Three months later, he said he had not even realized he had gone two weeks without a drink (I already knew – there had been no nasty late-night voicemail messages).  Not because he was controlling his impulses – he simply forgot. He didn’t feel like drinking. A month later, he had friends over (he now had friends!), and they had a bottle of wine – but he didn’t fall off the wagon afterward. Doesn’t this make the unquestionable dogma “once an alcoholic, always an alcoholic” questionable? 
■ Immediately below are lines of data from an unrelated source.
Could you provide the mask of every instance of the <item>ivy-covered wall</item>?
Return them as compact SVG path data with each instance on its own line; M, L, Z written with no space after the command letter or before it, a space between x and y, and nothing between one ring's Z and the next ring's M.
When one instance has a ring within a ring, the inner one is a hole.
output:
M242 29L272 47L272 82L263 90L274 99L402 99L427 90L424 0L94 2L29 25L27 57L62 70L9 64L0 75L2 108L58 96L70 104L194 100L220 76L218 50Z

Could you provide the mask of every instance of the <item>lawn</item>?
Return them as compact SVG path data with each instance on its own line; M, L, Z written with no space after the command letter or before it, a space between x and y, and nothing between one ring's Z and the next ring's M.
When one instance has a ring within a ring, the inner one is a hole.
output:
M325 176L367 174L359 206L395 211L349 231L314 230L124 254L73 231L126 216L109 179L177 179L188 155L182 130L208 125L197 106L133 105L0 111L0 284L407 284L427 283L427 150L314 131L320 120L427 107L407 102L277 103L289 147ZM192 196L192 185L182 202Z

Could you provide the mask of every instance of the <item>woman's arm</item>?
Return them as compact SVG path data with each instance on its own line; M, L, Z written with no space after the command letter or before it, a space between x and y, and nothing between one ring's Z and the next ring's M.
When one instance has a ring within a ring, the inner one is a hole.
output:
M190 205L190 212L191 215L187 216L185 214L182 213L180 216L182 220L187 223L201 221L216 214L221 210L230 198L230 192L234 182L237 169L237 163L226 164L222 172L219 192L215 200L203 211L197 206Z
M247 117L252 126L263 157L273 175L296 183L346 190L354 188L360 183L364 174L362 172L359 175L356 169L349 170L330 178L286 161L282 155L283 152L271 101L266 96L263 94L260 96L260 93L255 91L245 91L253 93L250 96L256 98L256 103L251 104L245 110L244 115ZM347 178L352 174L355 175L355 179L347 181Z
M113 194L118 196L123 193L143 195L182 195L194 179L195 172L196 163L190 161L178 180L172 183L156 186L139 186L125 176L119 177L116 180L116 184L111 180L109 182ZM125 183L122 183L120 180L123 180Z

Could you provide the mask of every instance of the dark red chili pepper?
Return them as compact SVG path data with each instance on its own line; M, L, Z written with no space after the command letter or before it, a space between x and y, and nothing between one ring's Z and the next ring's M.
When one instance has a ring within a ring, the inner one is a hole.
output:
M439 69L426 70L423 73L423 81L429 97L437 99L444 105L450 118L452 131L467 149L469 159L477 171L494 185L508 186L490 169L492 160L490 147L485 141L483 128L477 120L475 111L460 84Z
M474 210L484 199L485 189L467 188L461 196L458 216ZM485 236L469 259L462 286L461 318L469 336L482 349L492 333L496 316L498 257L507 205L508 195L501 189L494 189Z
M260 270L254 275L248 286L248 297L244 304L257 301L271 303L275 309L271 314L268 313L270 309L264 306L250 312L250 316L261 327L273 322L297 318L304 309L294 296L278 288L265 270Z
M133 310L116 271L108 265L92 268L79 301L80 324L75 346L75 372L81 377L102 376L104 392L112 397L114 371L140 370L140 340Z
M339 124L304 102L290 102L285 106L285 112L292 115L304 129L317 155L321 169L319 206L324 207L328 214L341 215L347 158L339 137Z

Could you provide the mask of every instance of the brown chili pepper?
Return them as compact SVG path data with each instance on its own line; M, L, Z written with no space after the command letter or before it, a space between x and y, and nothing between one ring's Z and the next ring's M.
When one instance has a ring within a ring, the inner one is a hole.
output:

I tried the same approach with other patients struggling with addictions. The results were similar, but only when I could figure out both the message and its addressee.

Conclusion

MCP is still in its infancy, yet it already shows remarkable clinical promise. With our collaborative approach, more than one clinician can work with the same patient, allowing us to combine MCP with psychiatric care, crisis intervention, and other approaches such as CBT, EMDR, EFT, and more. We have learned how to help patients struggling with a wide variety of issues, including uncontrolled anger, excessive guilt, social anxiety, depression, prolonged grief, personality disorders, addictions, burnout, and emotional difficulties related to learning disabilities.  

Of course, MCP cannot address every problem, and we are working to define the boundaries of its use. A mature approach knows its limits, and we are still discovering ours.